De la sorte, ces briques deviennent aussi solides et stables que les ‘pierres’
sacrées et occupent leur place au sein de l’édifice qui est bâti
par chaque Juif.
Nous avons lancé un cri vers D.ieu
Quand un Juif, brisé, pousse un cri, D.ieu lui répond.
C’est, en effet, en mettant de côté son ego qu’il prépare
la délivrance.
En l’occurrence, les enfants d’Israël ne supportaient plus la souffrance
physique. Et, leur cri mit en éveil la miséricorde divine. En
effet, D.ieu considère chaque Juif comme Son fils unique. Or, quand un
enfant crie, quelle qu’en soit la raison, son père fait tout ce qui est
en son pouvoir pour le réconforter.
Le cri et la Techouva d’Israël conduisirent D.ieu à déléguer
Moché pour les libérer. De même, le cri et la Techouva feront
que D.ieu envoie notre juste Machia’h, qui révélera la délivrance
future.
On sait que le Tséma’h Tsédek, de façon générale,
ne se servait pas de la Kabbala pratique. Il ne répondait pas aux questions
de Torah et n’interrogeait pas D.ieu à travers un rêve. Une fois,
pourtant, peu après son mariage, il fut étonné de constater
que le verset dit: "Ils ont lancé un cri", alors que la Haggada
est formulée de la manière suivante: "Nous avons lancé
un cri". Voulant élucider cette question, il décida de le
faire par un rêve.
La réponse qu’il obtint fut celle-ci. Le Zohar emploie les deux termes
à la fois.
Je serai Celui que Je serai
Commentant le verset " Je serai Celui que Je serai", Rachi
explique: " Je serai avec vous dans votre détresse actuelle
et Je serai avec vous dans vos exils et vos persécutions à venir".

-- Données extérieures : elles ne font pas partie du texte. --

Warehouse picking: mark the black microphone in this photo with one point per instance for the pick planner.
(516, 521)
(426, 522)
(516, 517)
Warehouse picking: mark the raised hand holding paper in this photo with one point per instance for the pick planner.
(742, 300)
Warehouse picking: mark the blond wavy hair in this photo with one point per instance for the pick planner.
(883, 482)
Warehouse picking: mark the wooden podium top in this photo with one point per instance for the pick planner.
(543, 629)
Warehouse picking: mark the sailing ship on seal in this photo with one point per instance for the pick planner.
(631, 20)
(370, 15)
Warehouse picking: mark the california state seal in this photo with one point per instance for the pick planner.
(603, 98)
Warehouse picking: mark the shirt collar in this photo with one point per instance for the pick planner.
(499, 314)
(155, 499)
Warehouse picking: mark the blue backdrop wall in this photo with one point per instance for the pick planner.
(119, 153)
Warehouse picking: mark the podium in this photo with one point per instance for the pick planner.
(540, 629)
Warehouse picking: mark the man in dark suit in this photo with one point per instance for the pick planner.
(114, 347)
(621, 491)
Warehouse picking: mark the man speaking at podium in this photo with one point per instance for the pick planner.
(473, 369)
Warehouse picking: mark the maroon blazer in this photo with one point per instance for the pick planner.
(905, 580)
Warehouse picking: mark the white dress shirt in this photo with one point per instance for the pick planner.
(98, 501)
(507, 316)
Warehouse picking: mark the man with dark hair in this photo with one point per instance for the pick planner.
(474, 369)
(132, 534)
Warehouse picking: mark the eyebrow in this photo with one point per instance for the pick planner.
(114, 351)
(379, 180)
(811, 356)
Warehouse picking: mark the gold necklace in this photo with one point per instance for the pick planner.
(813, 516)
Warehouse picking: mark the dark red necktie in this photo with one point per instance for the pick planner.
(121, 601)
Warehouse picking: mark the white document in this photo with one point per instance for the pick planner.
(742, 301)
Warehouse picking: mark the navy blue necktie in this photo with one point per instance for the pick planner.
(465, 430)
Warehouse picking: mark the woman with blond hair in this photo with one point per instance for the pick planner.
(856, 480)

Quand Moché eut une apparition de D.ieu, dans le buisson ardent et reçut
la mission de libérer le peuple d’Israël de l’Egypte, il Lui dit:
"Si je me rends auprès des enfants d’Israël et leur dis: ‘le D.ieu
de vos Pères m’a envoyé vers vous’, ils me répondront:
‘Quel est Son Nom?’. Que devrai-je leur répondre?". Et, D.ieu répondit
à Moché: "Je serai Celui que Je serai. Dis aux enfants d’Israël:
‘Je serai’ m’a envoyé vers vous".
L’attribution d’un nom est une définition, une description. D.ieu, Qui
est infini, indéfinissable, ne peut donc pas recevoir de Nom. Et, de
fait, Il n’a pas un Nom, mais plusieurs Noms, correspondant à différents
Comportements, les multiples facettes de l’influence qu’Il exerce sur nos existences.
Selon les termes du Midrach, "D.ieu dit à Moché: Tu veux connaître
Mon Nom? En fait, Je suis appelé en fonction de Mes actions. Mon Nom
peut être Kel, Cha-daï, Tseva-ot, Elokim
ou Havaya. Quand Je juge Mes créatures, Je M’appelle Elokim.
Quand Je lutte contre les impies, Je suis Tseva-ot. Quand Je supporte
les fautes de l’homme, on M’appelle Kel Cha-daï. Quand J’éprouve
de la compassion pour Mon monde, Je suis appelé Havaya. "
Telle est donc la signification profonde de la question des enfants d’Israël,
anticipée par Moché.
Ceux-ci lui demanderaient sûrement: "Quel est Son Nom? Quel comportement
de D.ieu peut-on constater, à l’heure actuelle? Tu dis qu’Il "a observé
la souffrance de Son peuple en Egypte, qu’Il a entendu leur cri et a connaissance
de leur souffrance, qu’Il t’a envoyé pour nous libérer. Mais,
où était-Il jusqu’à maintenant? Que faisait-Il pendant
les quatre vingt six ans de notre âpre exil, alors que les bébés
sont arrachés à leur mère et précipités dans
le Nil, que le Pharaon se baigne dans le sang des enfants? Quel Nom porte-t-Il
maintenant, après ne pas avoir eu du tout de Nom, pendant quatre vingt
six ans d’absence de nos vies?".
Comme nous l’avons dit, chaque Nom de D.ieu correspond à l’un de ses
Attributs, dont Il fait le choix pour entrer en relation avec la création.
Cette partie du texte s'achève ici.